Sağlıklı beslenme, spor gibi alışkanlıkların var mı?
Kendi bedenimi tanıdığım andan itibaren dengeli besleniyorum. Dengeli derken kendi dengemden bahsediyorum. Genel geçer bilgileri hepimiz biliyoruz. Ancak her bedenin kendine özel bir sistemi var aslında. Ben bunu çözdüm. Uzun süredir de bunu uygulayarak, hem sağlığımı, hem kilomu koruyabiliyorum. Spora gelecek olursak çocukluğumdan itibaren hayatımda hep spor vardı. Ama dönem dönem şımarıklık yapabiliyor ve bırakabiliyorum. Bedenimi dinlemeyi tercih ediyorum.

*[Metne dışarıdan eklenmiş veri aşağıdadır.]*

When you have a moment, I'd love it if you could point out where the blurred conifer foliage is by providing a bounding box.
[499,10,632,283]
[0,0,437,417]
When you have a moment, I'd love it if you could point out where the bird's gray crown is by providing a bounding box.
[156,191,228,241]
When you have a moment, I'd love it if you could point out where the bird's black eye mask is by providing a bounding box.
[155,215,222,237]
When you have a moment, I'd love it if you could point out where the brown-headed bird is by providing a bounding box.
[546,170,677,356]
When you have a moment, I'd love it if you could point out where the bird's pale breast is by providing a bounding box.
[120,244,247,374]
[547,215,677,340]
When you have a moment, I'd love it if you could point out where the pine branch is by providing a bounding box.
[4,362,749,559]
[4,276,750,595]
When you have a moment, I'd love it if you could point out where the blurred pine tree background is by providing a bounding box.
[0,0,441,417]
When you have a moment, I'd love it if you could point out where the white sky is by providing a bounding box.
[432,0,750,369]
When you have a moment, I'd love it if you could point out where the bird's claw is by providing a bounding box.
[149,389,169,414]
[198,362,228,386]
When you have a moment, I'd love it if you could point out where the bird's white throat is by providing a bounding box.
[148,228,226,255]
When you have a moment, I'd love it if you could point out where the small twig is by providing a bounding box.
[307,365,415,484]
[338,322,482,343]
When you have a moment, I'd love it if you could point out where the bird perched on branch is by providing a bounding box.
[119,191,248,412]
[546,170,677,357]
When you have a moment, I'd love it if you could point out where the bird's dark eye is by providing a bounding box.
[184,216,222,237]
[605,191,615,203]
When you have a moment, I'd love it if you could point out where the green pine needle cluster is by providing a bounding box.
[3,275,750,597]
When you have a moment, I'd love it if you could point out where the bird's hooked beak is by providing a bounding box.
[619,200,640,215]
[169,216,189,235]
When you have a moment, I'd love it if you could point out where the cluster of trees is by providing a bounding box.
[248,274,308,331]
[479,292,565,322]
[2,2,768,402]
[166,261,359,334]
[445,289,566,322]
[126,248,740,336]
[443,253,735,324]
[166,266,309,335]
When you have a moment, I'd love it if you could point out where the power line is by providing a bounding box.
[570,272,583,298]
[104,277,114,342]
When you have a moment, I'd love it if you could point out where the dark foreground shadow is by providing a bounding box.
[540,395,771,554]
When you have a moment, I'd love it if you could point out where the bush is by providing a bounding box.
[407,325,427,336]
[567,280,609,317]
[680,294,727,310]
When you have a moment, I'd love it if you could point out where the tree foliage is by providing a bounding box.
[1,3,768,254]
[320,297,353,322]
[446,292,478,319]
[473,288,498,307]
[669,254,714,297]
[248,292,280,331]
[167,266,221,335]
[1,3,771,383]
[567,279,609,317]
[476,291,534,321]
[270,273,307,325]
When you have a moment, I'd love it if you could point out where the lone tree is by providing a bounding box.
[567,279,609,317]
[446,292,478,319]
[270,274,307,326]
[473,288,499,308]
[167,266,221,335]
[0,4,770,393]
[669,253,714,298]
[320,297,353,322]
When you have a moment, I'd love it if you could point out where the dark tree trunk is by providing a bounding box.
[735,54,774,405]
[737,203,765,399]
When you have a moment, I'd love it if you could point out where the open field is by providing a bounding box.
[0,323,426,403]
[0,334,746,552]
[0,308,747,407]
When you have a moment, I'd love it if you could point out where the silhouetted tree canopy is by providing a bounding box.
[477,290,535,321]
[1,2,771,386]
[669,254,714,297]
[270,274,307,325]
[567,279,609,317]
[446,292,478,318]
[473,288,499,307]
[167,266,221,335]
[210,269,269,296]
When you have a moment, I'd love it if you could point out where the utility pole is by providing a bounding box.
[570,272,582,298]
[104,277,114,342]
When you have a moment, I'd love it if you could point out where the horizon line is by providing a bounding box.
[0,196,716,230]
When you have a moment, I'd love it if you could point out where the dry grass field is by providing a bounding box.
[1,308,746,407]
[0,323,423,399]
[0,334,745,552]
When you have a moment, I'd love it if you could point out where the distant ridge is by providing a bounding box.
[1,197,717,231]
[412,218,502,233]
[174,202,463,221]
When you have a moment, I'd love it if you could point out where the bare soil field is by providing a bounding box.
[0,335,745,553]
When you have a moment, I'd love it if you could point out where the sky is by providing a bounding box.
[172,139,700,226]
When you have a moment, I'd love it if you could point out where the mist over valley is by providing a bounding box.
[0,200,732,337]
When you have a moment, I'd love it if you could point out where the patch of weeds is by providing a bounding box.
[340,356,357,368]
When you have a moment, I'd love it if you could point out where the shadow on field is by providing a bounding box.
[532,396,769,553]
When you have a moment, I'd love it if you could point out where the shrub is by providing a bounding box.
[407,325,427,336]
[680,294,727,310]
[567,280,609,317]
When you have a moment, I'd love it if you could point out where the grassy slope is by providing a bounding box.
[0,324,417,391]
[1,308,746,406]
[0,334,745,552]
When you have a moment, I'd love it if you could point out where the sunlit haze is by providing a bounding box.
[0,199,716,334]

Senin tecrübelerini göz önüne alırsan, başarı sana göre ne ile ilişkili görünüyor?
İstikrarın ve disiplinin kendi hayatımda önemli noktalar olduğunu düşünüyorum. Bir de hayat motivasyonu. 🙂
Hayata bakış açını değiştiren bir kitap, bir film ya da kişi oldu mu?
Okuduğum tüm kitaplar, kişisel gelişim adına olduğu için bana fayda sağladığını düşündüklerim. Hatta uzun zamandır da dinlemeyi tercih ediyorum. Dijital çağın nimetlerinden fazlasıyla yararlanıyorum. Dolayısıyla tek bir kitabın etkisi var diyemem. Hepsinden biraz bir şeyler katıyorum hayatıma. Filmlere ise daha çok oyunculuk , senaryo ve teknik anlamda dikkat ediyorum. İnceleyerek seyretmeyi sevdiğim için mesleğime katkıları çok büyük oluyor.
Aşk seni besliyor mu? Yoksa aşk hayatına girince tüm dengelerin şaşıyor mu?
İnsanın doğaya, hayvana, mesleğine, insana olan aşkı herkesi nasıl besliyorsa beni de besliyor. Bazen tabii bu duygular herkese olduğu gibi benim de dengemi değiştirebiliyor diyebilirim.